Covering the Basics
In this section you will be learning about the Pregex
class, and how instances of this class can be effectively combined together in
order to construct complex RegEx patterns.
The Pregex class
The basic idea behind PRegEx is to provide higher-level abstractions of RegEx patterns that are easier to read and to work with.
from pregex.core.quantifiers import Optional
from pregex.core.groups import Capture
from pregex.core.operators import Either
Optional('a') # Stands for quantifier 'a?'
Capture('a') # Stands for capturing group '(a)'
Either('a', 'b') # Stands for alternation 'a|b'
Besides representing RegEx patterns, these abstractions must also be able to
serve as individual units that can be built upon. This is made possible by
having a single base class, namely Pregex
, from which
all other classes inherit.
from pregex.core.pre import Pregex
from pregex.core.classes import AnyDigit
from pregex.core.operators import Either
from pregex.core.assertions import FollowedBy
# These are both Pregex instances.
digit: Pregex = AnyDigit()
either_a_or_b: Pregex = Either('a', 'b')
# This is a Pregex instance as well!
digit_followed_by_either_a_or_b: Pregex = FollowedBy(digit, either_a_or_b)

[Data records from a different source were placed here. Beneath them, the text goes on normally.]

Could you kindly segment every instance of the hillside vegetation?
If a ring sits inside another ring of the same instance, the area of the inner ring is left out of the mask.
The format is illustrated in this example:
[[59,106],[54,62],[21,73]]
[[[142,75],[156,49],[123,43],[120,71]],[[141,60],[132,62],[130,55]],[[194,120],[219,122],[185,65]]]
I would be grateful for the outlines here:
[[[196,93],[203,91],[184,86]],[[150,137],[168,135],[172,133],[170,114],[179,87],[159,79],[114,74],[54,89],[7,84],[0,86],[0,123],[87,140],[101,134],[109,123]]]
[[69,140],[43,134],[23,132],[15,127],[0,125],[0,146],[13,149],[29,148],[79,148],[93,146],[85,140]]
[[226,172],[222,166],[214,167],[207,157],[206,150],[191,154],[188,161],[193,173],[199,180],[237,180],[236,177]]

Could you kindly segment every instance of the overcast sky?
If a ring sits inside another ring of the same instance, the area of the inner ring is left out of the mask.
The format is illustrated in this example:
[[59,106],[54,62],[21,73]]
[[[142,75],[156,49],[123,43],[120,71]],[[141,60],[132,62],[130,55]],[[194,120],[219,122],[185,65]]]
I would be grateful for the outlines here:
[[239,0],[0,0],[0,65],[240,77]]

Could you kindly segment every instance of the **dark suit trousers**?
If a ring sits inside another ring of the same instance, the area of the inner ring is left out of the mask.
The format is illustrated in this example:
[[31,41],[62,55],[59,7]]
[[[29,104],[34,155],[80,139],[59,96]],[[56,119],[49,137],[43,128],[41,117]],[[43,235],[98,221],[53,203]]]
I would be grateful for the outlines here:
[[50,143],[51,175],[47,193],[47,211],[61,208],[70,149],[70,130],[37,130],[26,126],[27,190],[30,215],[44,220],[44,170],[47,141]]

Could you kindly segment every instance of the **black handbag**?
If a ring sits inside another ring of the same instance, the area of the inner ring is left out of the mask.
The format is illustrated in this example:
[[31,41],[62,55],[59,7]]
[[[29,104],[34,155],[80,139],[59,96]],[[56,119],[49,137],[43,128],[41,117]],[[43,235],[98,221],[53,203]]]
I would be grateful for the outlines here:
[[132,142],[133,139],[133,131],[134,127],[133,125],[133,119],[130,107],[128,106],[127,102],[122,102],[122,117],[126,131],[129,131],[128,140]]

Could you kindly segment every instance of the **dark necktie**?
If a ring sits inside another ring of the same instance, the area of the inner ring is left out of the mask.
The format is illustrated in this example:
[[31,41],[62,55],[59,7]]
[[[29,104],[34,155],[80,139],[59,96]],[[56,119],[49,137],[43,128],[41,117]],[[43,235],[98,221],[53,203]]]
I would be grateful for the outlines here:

Being wrapped within instances of the same type allows for these Pregex patterns to be easily combined together into even more complex patterns. Consider for example the code snippet below where we construct a Pregex pattern that will match either any word that starts with “ST” or “st”, or any three-digit integer:
from pregex.core.operators import Either
from pregex.core.quantifiers import OneOrMore
from pregex.core.assertions import WordBoundary
from pregex.core.classes import AnyLetter, AnyDigit
starts_with_st = Either('ST', 'st') + OneOrMore(AnyLetter())
three_digit_integer = (AnyDigit() - '0') + (2 * AnyDigit())
pre = WordBoundary() + Either(starts_with_st, three_digit_integer) + WordBoundary()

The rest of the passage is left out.